Once you come to terms with all of this it’s really quite easy to enjoy, as long as you accept that your soul has been sucked out of your lower appendix and your favourite kebab shop is no longer open.
Such was the feeling that washed over me last week as I tuned into The Bachelor, a cheerful show that never pretends to be more than it is, which is probably for the best.
This year’s bachelor is Locky – a ruggedly handsome man who looks more like a geographical feature than a human being. In the essays of Francis Bacon the mountain comes to Muhammad. In The Bachelor, the mountain comes to Kaitlyn and Bella and Nicole.
But this year the primary concern isn’t the unexplained movement of topography, it’s whether whatever the mountain is doing is COVID-safe.
This brings us to The Masked Singer, a show that ought to be the poster child for infection control. Yet despite more face-coverings than an ISIS convention, the coronavirus still snuck in.
Clearly the only scientific conclusion is that Osher Gunsberg is a superspreader.

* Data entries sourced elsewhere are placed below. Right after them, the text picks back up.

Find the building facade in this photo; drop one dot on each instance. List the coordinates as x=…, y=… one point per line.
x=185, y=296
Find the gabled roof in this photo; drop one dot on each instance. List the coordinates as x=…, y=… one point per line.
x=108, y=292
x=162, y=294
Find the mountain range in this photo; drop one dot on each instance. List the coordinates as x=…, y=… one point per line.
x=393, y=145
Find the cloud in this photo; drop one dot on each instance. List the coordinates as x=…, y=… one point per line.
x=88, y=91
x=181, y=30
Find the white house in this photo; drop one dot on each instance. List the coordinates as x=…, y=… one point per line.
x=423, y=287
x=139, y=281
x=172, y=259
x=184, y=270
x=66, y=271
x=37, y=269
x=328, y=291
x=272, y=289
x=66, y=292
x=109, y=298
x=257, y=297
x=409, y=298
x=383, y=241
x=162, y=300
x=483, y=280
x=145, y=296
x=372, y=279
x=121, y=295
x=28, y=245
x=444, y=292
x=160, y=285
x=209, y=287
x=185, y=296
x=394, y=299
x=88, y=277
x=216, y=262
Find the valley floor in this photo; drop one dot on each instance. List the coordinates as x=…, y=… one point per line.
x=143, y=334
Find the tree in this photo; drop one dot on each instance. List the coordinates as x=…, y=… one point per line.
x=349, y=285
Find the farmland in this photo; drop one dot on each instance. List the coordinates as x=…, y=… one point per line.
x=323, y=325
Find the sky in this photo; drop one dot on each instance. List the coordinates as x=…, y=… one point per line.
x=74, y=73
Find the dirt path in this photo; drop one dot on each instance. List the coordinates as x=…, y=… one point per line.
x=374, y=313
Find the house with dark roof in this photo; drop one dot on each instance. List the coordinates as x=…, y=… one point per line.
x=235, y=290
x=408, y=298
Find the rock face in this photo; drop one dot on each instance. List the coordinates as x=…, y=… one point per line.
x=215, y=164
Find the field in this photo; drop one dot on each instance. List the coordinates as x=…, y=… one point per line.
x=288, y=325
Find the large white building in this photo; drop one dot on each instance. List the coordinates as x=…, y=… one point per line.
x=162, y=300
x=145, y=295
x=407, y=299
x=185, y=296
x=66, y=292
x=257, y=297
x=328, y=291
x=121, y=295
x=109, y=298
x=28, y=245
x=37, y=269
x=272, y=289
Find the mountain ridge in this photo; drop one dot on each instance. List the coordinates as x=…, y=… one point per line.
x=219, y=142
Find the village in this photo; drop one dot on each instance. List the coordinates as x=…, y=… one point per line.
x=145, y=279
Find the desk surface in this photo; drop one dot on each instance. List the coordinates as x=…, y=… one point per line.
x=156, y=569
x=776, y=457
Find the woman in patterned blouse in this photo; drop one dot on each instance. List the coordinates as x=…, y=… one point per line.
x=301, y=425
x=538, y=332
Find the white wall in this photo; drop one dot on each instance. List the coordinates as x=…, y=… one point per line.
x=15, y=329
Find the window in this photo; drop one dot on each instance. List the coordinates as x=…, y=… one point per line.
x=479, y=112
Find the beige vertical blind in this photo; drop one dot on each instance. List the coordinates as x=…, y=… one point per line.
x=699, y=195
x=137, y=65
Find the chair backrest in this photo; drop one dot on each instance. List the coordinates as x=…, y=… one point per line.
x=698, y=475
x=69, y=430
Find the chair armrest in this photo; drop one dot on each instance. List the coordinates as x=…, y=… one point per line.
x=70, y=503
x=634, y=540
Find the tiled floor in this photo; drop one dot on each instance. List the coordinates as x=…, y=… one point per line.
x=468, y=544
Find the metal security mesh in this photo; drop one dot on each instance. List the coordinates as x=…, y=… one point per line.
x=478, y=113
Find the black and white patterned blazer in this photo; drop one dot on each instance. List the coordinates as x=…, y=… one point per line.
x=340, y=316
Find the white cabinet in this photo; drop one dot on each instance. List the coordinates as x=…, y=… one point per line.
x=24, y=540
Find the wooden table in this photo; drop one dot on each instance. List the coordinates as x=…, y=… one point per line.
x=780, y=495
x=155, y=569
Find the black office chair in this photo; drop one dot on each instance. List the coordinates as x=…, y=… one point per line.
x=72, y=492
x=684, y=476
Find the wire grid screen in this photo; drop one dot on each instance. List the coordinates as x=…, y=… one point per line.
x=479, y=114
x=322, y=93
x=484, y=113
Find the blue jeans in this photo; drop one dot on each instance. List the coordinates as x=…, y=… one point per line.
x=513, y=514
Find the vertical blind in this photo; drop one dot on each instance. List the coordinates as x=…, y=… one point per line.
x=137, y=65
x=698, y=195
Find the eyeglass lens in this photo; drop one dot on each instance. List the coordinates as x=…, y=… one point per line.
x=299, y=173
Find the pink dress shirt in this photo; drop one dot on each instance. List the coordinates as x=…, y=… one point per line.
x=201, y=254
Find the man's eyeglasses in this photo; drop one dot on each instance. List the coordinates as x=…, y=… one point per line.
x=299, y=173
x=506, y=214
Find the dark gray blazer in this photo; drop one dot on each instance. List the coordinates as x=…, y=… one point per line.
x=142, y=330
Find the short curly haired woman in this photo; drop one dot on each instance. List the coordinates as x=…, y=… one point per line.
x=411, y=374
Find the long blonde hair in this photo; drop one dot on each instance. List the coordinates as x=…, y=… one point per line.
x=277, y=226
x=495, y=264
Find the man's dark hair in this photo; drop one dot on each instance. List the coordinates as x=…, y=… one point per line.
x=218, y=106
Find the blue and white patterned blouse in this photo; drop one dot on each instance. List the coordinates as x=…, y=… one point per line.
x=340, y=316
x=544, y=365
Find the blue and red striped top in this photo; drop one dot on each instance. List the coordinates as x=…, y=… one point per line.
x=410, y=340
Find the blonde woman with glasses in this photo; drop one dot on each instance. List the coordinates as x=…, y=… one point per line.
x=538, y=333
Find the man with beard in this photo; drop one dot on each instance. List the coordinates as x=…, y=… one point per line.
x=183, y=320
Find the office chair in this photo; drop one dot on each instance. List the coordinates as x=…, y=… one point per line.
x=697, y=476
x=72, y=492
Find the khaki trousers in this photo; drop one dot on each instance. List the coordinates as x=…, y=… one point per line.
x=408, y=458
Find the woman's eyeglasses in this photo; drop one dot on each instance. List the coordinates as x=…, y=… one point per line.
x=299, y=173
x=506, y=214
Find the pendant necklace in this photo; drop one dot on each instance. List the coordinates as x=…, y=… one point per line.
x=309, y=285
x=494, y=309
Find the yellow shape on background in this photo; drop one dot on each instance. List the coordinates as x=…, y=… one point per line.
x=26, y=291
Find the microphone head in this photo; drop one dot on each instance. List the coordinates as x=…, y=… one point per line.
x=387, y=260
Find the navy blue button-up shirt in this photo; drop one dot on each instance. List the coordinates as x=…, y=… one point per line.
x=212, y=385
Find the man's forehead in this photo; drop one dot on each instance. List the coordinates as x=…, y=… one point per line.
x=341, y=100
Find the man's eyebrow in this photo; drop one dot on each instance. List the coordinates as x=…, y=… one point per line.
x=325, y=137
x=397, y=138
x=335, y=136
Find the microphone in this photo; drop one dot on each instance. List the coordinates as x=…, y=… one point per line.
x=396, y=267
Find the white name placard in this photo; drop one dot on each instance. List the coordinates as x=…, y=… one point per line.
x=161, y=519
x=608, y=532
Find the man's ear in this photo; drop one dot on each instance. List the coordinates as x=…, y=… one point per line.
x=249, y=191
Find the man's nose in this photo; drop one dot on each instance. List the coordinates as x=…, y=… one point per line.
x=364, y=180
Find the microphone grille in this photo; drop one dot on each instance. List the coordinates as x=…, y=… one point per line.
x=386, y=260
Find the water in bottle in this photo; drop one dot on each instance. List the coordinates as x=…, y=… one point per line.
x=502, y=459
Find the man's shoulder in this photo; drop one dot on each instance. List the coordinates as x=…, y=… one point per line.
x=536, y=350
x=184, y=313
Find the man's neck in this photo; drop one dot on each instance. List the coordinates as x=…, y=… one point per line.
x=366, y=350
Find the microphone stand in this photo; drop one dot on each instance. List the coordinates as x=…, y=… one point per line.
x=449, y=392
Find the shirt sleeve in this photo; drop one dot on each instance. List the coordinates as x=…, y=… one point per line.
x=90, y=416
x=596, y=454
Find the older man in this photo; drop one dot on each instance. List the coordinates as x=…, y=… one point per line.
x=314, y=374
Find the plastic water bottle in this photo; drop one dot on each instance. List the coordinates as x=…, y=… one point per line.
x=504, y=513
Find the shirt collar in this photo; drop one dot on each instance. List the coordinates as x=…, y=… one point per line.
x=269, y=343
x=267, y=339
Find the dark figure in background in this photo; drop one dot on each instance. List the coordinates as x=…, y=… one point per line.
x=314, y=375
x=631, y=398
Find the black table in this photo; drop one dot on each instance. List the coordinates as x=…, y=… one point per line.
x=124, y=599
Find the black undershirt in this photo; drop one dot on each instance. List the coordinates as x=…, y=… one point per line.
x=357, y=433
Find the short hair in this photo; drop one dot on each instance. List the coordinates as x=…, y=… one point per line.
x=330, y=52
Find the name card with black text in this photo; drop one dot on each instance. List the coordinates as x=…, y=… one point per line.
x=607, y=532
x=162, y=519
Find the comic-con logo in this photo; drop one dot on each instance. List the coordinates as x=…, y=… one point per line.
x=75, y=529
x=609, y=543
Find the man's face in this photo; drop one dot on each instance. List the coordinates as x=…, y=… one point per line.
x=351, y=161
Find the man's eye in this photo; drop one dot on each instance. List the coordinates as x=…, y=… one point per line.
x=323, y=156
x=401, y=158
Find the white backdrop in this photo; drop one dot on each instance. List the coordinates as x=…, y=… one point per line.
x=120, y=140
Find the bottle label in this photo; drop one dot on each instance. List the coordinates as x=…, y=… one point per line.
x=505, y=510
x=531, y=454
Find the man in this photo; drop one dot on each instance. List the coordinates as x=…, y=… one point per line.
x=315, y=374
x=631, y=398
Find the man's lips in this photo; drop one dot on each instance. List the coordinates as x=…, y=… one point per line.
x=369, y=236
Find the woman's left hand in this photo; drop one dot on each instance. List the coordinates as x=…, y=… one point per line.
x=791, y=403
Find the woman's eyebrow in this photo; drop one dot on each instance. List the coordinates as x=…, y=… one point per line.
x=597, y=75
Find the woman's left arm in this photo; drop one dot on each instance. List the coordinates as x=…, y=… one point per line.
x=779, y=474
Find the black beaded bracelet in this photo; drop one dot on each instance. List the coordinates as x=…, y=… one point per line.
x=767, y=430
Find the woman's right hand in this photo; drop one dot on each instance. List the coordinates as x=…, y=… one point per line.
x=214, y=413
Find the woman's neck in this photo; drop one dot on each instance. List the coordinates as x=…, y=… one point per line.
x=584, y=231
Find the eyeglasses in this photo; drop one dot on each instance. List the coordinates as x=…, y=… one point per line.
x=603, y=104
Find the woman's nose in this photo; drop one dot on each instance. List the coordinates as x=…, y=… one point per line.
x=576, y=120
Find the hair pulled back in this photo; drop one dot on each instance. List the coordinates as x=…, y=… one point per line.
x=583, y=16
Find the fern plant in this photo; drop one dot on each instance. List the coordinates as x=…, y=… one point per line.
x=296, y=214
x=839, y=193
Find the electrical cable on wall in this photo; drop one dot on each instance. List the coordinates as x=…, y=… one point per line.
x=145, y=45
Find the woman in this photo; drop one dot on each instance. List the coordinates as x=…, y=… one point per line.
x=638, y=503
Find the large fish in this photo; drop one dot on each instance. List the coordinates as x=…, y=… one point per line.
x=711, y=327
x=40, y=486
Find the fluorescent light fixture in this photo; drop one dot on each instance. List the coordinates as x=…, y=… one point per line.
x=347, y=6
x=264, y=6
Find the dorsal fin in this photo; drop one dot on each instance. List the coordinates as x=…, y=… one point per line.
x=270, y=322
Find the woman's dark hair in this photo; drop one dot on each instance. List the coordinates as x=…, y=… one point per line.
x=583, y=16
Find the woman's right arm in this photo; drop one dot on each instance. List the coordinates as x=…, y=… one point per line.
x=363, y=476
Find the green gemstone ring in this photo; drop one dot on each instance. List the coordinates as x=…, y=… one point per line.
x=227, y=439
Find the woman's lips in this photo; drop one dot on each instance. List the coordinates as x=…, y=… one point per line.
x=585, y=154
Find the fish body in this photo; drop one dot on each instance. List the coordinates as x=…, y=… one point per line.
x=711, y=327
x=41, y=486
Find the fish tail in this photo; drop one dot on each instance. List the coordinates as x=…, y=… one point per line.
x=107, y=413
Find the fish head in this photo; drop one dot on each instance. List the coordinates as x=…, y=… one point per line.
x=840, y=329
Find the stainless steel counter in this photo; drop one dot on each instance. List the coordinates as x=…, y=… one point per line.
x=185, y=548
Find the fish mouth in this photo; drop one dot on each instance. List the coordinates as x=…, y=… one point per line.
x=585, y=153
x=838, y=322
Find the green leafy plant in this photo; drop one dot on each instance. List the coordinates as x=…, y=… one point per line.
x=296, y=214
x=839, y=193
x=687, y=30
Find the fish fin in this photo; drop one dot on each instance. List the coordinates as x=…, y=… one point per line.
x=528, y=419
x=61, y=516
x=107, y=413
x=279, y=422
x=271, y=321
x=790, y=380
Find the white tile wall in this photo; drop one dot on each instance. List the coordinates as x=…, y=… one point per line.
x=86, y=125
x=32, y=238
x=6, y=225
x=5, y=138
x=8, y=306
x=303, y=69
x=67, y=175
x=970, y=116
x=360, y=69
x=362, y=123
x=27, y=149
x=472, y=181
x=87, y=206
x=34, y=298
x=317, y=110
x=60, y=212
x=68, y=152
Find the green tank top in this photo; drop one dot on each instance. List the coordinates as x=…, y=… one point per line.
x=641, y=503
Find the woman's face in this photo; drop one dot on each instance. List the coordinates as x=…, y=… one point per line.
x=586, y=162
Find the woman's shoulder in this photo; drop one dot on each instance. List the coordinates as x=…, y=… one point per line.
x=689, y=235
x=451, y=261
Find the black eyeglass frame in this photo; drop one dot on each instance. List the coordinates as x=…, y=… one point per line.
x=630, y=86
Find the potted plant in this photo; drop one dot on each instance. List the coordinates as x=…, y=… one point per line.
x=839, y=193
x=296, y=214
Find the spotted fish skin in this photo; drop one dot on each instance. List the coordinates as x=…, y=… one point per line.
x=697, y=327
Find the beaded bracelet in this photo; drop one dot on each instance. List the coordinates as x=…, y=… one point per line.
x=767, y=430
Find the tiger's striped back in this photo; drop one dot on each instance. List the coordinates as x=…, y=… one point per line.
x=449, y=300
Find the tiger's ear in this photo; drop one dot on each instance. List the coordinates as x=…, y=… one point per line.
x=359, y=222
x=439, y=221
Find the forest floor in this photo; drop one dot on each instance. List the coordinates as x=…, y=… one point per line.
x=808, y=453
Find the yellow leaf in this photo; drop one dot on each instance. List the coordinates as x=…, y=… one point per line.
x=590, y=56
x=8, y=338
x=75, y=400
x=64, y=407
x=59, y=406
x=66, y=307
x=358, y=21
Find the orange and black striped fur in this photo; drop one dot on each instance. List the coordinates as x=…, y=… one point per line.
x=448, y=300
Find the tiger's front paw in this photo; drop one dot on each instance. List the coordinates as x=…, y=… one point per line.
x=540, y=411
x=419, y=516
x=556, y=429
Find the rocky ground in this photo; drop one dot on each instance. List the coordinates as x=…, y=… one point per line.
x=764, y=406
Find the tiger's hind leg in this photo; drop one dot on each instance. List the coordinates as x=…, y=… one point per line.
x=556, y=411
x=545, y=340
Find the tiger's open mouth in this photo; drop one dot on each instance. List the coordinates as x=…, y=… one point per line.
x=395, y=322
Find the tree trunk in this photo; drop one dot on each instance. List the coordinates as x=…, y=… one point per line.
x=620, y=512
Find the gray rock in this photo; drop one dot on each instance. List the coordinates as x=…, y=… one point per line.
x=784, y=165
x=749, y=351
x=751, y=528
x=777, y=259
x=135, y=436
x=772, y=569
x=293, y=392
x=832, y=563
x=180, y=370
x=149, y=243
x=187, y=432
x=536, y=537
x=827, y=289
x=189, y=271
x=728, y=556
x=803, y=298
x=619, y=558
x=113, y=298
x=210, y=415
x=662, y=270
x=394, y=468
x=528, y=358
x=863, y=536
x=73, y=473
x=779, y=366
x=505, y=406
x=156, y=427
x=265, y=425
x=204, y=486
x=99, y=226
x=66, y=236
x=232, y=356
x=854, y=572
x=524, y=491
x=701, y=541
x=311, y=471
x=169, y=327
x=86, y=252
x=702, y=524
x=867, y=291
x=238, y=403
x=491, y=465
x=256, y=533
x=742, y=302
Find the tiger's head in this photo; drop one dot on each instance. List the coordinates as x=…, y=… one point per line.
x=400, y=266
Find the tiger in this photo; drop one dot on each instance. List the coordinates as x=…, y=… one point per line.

Gathering restrictions have also had a powerful impact on the big American entertainment behemoths. I had always assumed that US late night talk shows were supposed to be funny, but it turns out that without an audience they are indistinguishable from first year politics tutorials. At least, unlike universities, they are free.
Fortunately, in the far more serious arena of football they have taken the honest and honourable course of inserting fake crowds and fake noises.
Now all they have to do is insert fake racial vilification and it will be indistinguishable from the real thing.
Indeed, 2020 has shown itself to be a new golden age for television. Turns out all we had to do to make people watch was barricade them in their homes. If only we’d thought of it sooner.